Too tired to think. Will give medal to correct answer. This is not a homework question. Consider two polynomial p(x) and d(x). The degree of p(x) is larger than d(x). Divide p(x) with d(x) and let the quotient be q(x) and remainder be r(x). Find a relationship between degree of p(x), q(x), d(x) and r(x).
Wait. I screwed that up.
okie
Put it in simple wordings, find a relationship between the degree the dividend, the divisor, the quotient and the remainder.

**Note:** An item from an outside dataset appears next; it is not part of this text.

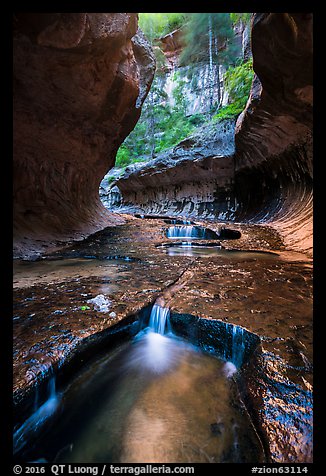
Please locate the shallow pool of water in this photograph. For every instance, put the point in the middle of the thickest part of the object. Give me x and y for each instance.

@ganeshie8 The question is fixed.
p(x) = q(x)*d(x) + r(x)
you want to get a relationship between their degrees is it
Yes.... I feel dreadful because of sleep deprivation ahhhhhhhhhhhhhhhhhhhhhhhhhhhhhhhhhhhhhhh.
degree of q = p-d
that much is clear right ?
Yes. Then deg(q)+deg(d)=deg(p)? I am tirrrrrrrrrrrrrrrrrrrrrrrrrrrrrrrred.
yes that looks good!
And, deg(r) < deg(d)
THIS IS NOT WORKING AS INTENDED ARGHHHHHHHHHHH! I thought figuring this out could help me distinguish which part of the result of the synthetic division is the quotient and which part of the result is the remainder. How do I figure that out?
are you dividing a polynomial by a linear polunomial like `ax+b` ?

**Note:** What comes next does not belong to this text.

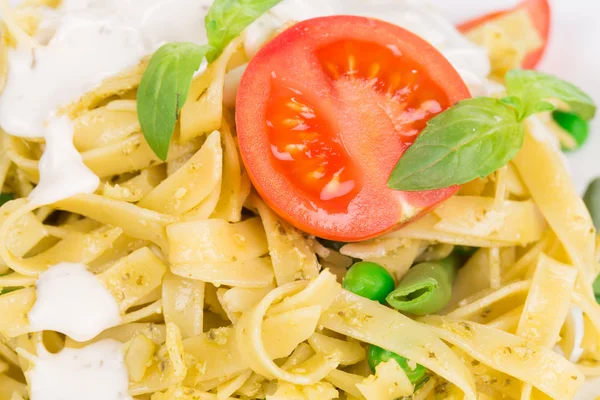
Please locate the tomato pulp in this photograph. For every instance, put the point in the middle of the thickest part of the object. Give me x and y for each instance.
(325, 111)
(539, 12)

Or a irreducible quadratic over the reals.
Consider below division : \(\large \dfrac{x^3+2x+1}{x^2+1}\) x^3+2x+1 = `x` * `(x^2+1)` + `x+1`
ohk...
everything after first "p-d" elements is a remainder
can u copy paste ur last row of synthetic division ?
Wait. Isn't everything after the first (p-d+1) element is the remainder?
It took me seven seconds to calculate 3-1+1, which is slow. I suppose I am just tired?
Ah yes (p-d+1) looks correct because of the constant term !
lol happens haha! you must have tried something like 3-1+1 = 2+1-1+1 = 2+0+1 = 3 ?
I do it like this: 3-1+1 =2+1 (2 seconds) =3 (2 seconds) Then I have to do it again because I usually make stupid mistakes! That took me around 8 seconds total actually!